L’utilisation du latex et du silicone, deux matériaux synthétiques fabriqués afin d’imiter et d’améliorer les qualités appréciées du caoutchouc, porte une symbolique importante par rapport à l’histoire de l’artiste dont le père a travaillé durant plus de 40 ans dans une usine de production de caoutchouc blanc mais également par rapport à l’histoire de la culture de l’hévéa au Congo Belge. L’usage et la réhabilitation du caoutchouc de Léopold II est liée à son histoire de famille et inspirée par la culture d’entreprise antiraciste que son père a installé dans l’entreprise. A son tour, l’artiste utilise ce même caoutchouc, et son double le silicone, pour négocier et redistribuer le pouvoir et le respect.
Les sites de mémoires congolais sont majoritairement représentés par des figures de pouvoir congolaises nommées Nkisi Nkondi (ou Minkisi au pluriel), elles sont généralement anthropomorphes et ont reçu un traitement particulier pour recevoir leur pouvoir, être habitées par des esprits et de forces spirituelles. Les prêtres Nganga Nkisi (les maitres spirituels initiés au maniements et usages des Nkisi Nkondi) placent
des substances à l’intérieur mais elles reçoivent également des objets particuliers comme des miroirs, des clous, des cheveux… Ces figures sont des exemples concrets des « espaces de corrélation » entre l’Europe et l’Afrique et des preuves de similarités de croyances ou pratiques culturelles des deux sociétés. Plus spécifiquement dans la façon dont les activistes de droit écologiques, humains et animales (exemple : les Black Lives Matter) manipulent les lieux de mémoires en les réactivant au moyen de matières synthétiques, biologiques ou minérales.

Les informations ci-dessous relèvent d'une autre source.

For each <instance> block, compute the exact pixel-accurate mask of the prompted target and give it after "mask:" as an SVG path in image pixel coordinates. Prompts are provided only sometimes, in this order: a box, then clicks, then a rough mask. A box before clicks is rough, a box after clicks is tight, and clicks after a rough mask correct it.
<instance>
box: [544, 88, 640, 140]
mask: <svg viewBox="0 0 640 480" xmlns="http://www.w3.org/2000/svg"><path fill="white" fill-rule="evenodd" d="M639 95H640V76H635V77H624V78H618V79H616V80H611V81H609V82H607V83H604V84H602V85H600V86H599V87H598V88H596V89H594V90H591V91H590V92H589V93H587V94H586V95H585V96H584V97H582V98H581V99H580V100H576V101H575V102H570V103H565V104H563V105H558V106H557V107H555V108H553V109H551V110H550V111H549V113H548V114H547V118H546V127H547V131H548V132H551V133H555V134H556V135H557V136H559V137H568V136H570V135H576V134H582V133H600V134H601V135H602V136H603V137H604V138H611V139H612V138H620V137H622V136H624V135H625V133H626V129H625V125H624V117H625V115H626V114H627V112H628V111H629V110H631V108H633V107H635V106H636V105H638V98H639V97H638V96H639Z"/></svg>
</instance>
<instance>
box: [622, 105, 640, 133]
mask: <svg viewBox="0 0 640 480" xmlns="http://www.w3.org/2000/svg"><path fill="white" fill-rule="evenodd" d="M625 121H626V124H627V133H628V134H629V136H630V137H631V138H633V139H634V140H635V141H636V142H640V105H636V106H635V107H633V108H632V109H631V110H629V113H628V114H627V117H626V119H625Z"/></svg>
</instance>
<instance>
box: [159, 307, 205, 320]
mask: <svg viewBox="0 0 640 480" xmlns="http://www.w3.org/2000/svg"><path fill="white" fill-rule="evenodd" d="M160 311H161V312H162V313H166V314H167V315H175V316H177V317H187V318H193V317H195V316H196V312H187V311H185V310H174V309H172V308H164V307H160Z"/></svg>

Aussi bien les Nganga Nkisis que les activiste activent les lieux de mémoires a travers des paroles, chants, des textes et symboles, etc…
C’est à travers ces lieux de mémoires que des individus ou des communautés installent un dialogue critique avec la société, les idéologies, les institutions ou des ancêtres afin de négocier des droit humains ou également de guérir un mal social comme le racisme. Enfoncer des objets métalliques dans un lieu de mémoire signifie qu’un pacte de guérison est scellé entre les deux parties.
L’intervention proposée sur la statue de Léopold II a pour but d’installer un dialogue avec la société toute entière mais aussi nos ancêtres afin de critiquer et démanteler le capitalisme racial dans lequel nous vivons.